CANDIDAT 2007
Anna Tuori
At first glance, Anna Tuori’s works can appear to be quietly beautiful renderings of moments of happiness. On closer inspection, this idyll begins to be undermined by various disruptive elements. Non-representational brushstrokes that remind us of the act of painting stand out from the figurative picture surface, while the beautiful landscapes cry out in their emptiness.
Against the current climate of renewal in the expressive tradition in painting, Tuori’s choices of subject matter, painterly gestures and styles feel both brave and fresh. With an equal lack of compromise she avoids cooking up some pseudo-conceptual soup, and gives the painting room to happen. She plays with expressive gestures, and yet this conveying of emotion does not override the conscious process. The paintings have no hierarchy dividing the representational from the non-representational. The works are defined by a conflict between the narrative, planned and figurative and the polyphonic, spontaneous and non-representational. For Tuori: “What is portrayed is no more significant than the material out of which it is made – the referential component of the painting is not allowed excessively to define or direct the way it is read.”

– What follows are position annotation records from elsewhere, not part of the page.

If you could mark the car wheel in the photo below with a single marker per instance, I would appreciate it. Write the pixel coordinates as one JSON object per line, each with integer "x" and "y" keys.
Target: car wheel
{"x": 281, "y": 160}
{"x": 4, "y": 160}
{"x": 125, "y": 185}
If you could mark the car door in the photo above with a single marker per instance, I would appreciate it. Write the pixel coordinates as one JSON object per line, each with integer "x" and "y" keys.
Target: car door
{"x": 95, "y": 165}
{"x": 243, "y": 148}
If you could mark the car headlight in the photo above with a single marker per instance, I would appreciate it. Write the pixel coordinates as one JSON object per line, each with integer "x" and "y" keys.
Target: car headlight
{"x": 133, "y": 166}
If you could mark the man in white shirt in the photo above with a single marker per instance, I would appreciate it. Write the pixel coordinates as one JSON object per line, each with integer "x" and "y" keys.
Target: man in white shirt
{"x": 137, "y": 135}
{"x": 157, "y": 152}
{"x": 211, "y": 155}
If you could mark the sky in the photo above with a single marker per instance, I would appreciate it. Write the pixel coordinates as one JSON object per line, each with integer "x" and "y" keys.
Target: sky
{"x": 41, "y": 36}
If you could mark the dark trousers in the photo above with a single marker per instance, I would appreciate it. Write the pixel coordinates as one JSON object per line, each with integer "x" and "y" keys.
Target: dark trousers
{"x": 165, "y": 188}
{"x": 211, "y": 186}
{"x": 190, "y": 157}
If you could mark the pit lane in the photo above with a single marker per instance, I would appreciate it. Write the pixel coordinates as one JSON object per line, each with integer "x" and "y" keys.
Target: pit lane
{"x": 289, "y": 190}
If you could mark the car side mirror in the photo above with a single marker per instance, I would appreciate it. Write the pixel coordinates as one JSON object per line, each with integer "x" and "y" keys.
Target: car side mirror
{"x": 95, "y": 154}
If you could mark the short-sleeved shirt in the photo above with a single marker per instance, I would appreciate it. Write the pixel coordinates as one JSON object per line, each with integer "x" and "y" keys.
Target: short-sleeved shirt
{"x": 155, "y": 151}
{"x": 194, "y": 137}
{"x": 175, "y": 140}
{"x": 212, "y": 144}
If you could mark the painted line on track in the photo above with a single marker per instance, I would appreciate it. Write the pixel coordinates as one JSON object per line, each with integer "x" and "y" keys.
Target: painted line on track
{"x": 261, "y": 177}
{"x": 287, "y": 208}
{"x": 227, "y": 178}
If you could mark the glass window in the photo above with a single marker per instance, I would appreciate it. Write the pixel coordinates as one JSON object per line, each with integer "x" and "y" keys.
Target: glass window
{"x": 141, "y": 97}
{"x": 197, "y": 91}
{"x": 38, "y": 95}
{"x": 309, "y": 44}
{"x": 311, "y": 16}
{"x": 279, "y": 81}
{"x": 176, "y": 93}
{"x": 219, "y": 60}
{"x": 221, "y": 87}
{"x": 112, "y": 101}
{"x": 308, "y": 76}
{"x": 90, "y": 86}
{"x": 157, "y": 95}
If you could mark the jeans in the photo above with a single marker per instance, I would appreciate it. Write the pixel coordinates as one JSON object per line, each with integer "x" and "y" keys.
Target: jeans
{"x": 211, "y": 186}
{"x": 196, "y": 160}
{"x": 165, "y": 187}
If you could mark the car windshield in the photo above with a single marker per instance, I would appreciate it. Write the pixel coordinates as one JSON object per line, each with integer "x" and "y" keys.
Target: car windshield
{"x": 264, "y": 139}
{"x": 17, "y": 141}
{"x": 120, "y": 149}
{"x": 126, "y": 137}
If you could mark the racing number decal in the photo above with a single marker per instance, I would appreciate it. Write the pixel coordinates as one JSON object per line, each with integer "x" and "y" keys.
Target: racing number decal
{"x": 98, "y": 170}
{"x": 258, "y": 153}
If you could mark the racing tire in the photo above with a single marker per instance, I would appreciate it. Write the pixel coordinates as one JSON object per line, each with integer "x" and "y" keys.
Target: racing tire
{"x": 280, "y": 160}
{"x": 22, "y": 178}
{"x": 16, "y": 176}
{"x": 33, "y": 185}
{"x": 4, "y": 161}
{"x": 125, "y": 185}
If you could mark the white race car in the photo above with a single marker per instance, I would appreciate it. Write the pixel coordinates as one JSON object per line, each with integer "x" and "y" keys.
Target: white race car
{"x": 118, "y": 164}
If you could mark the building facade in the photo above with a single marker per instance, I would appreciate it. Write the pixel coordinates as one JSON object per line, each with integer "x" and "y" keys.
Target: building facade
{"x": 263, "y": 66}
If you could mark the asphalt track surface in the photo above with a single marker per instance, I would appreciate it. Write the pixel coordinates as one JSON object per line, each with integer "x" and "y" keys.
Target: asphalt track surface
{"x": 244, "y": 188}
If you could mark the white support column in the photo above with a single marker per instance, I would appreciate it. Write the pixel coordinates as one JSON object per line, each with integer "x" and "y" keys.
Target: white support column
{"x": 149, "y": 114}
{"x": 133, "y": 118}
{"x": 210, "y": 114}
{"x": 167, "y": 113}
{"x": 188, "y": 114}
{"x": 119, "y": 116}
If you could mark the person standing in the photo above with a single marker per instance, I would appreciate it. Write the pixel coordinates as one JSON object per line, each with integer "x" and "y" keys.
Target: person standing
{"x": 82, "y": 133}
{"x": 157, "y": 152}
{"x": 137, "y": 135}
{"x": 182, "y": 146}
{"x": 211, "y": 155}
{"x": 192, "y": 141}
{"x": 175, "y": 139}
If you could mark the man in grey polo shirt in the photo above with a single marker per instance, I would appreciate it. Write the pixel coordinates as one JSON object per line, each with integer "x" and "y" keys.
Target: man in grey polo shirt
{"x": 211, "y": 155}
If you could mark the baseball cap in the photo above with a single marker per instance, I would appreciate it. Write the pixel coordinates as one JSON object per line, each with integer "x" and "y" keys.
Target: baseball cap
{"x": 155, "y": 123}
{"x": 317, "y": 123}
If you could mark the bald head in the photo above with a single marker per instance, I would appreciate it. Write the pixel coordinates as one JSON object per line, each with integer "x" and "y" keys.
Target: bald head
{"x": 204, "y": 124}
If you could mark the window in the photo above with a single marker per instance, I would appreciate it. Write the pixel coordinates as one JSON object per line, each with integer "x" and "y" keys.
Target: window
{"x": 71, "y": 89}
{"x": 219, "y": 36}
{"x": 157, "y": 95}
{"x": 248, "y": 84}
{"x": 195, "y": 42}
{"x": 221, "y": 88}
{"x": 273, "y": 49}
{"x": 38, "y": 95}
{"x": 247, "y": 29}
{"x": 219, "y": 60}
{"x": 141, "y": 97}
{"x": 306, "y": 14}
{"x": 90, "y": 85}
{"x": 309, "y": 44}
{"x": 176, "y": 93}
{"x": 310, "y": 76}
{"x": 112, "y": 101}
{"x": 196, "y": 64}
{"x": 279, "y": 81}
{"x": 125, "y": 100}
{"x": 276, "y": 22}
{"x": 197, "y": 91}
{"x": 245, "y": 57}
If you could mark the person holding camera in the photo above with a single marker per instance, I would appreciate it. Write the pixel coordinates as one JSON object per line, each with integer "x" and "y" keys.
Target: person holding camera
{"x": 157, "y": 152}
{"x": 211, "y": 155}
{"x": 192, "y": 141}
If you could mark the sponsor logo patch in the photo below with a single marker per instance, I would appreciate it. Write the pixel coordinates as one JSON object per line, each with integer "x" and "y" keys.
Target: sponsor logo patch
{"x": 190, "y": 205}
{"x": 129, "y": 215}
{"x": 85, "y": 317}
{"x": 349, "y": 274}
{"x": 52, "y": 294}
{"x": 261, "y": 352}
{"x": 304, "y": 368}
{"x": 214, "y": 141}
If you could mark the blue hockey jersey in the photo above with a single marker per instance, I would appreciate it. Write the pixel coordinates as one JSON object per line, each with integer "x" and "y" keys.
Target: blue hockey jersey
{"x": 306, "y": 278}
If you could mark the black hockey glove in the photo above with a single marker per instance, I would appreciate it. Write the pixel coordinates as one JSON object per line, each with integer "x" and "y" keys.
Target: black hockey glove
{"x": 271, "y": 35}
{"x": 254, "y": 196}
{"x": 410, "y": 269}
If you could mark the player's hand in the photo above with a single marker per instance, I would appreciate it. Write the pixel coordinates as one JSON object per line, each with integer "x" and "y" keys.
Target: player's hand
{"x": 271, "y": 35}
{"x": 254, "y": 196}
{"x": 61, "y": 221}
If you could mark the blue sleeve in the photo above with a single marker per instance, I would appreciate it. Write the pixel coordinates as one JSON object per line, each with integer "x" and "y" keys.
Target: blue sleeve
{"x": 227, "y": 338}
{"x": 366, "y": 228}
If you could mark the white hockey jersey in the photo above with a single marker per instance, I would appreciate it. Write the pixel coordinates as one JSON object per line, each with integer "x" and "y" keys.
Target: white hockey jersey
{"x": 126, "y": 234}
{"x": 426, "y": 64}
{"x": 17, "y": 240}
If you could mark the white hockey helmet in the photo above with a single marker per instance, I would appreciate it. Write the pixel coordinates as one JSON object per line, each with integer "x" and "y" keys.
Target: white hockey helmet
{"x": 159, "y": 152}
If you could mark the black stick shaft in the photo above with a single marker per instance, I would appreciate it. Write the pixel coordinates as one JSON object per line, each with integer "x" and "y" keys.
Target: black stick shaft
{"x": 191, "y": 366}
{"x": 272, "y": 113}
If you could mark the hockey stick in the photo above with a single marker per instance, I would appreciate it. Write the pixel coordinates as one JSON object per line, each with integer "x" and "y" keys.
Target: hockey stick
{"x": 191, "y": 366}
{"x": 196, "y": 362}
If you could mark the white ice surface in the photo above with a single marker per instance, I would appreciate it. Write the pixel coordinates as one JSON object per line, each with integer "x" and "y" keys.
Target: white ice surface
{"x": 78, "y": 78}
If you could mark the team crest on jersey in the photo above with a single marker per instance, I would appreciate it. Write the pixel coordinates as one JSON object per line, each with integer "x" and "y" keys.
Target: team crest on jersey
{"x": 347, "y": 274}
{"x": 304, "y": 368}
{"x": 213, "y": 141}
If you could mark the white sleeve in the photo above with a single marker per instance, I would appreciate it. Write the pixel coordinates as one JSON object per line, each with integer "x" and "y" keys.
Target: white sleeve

The girlish light-heartedness of Tuori’s paintings is only apparent. If anything, they are contortedly sublime works, in which the joyously wondrous is the focus of a critical gaze. As important as this attitude to and relationship with the act of painting and the painting itself is what she wants to convey with her works. They are rooted in emotional states or in memories of something that has been read, seen or experienced. In addition to her own experiences, Tuori has received important impulses, for example, from the films of Elia Kazan and the art of Caspar David Friedrich. Her paintings are in the romantic tradition, in which a landscape is also an image of an interior world. Experiences seen in films or in life – the fragmentation of memory – contain something similar to Tuori’s paintings. Her paintings do not tell some schematic tale about something seen many times over, but continually succeed in surprising the viewer.